1Afterward Moses and Aaron went to Pharaoh and said, “Thus says the LORD, the God of Israel, ‘Let my people go, so that they may celebrate a festival to me in the wilderness.'” 2But Pharaoh said, “Who is the LORD, that I should heed him and let Israel go? I do not know the LORD, and I will not let Israel go.” 3Then they said, “The God of the Hebrews has revealed himself to us; let us go a three days’ journey into the wilderness to sacrifice to the LORD our God, or he will fall upon us with pestilence or sword.” 4But the king of Egypt said to them, “Moses and Aaron, why are you taking the people away from their work? Get to your labors!” 5Pharaoh continued, “Now they are more numerous than the people of the land and yet you want them to stop working!”6That same day Pharaoh commanded the taskmasters of the people, as well as their supervisors, 7“You shall no longer give the people straw to make bricks, as before; let them go and gather straw for themselves. 8But you shall require of them the same quantity of bricks as they have made previously; do not diminish it, for they are lazy; that is why they cry, ‘Let us go and offer sacrifice to our God.’ 9Let heavier work be laid on them; then they will labor at it and pay no attention to deceptive words.”

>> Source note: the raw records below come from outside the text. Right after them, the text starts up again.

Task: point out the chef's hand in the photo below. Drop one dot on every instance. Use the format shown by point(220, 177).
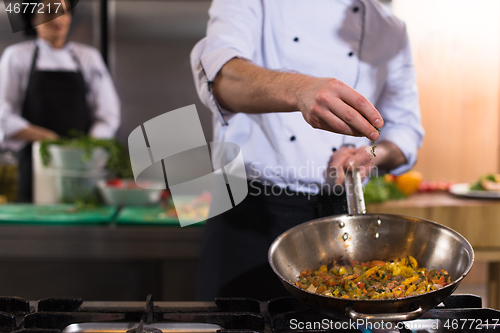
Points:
point(35, 133)
point(325, 103)
point(385, 155)
point(332, 105)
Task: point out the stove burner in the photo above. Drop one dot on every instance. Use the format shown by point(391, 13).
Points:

Pay attention, here, cause this is empire 101. You see, for empire to work, you have to have an enemy. And if you don’t have an external enemy, an internal one will do nicely. It’s good if you have some kind of foreigner/outsider that you can blame for all of your problems. And it’s good if you can sully their character in some way. “Lazy” is an easy one on that front. It’s especially useful if you call them “lazy” while they’re doing the jobs the insiders don’t want to do. Oh, and if you take away the means for them to do the work efficiently so that you can blame their character defect for their lack of efficiency? Golden!
Some things never change. The powerful will use rhetoric to pit the weak against the weaker. How different was the plight of the Egyptian underclass from that of the Hebrews? Irrelevant. They are outsiders and are naturally the cause of all of the problems. “Othering” is a powerful tool in the hands of the empire. Divide and conquer. Tear down those who are unlike you so that you can eat the scraps from the emperor’s table.

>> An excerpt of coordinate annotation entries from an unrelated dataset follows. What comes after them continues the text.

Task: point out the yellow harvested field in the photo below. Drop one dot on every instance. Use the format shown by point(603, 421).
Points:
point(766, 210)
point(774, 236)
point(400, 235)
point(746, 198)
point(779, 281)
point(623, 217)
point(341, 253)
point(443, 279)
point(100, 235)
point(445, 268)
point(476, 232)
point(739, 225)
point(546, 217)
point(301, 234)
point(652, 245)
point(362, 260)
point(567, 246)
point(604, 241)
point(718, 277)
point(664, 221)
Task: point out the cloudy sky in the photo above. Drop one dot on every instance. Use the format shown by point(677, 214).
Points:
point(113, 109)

Of course, I’m talking about “other” people who do the othering. I’m a progressive man with incredibly liberal sensibilities. I couldn’t be guilty of such heinousness. Except, we good liberals do it too. We look down our noses at people we see as uneducated and intolerant. We love to look more enlightened and sophisticated. We point our fingers at the ignorant rubes who fall for the populist rhetoric of the day. And we neglect the work of building bridges across differences when those differences begin to feel insurmountable. God, forgive us. God forgive me. I do my own scapegoating. I look at those who I imagine have been responsible for bringing the cultural climate down to the lowest common denominator and I resent them. I blame them for the way things are. May I take the time to hear their fears and know their anxieties.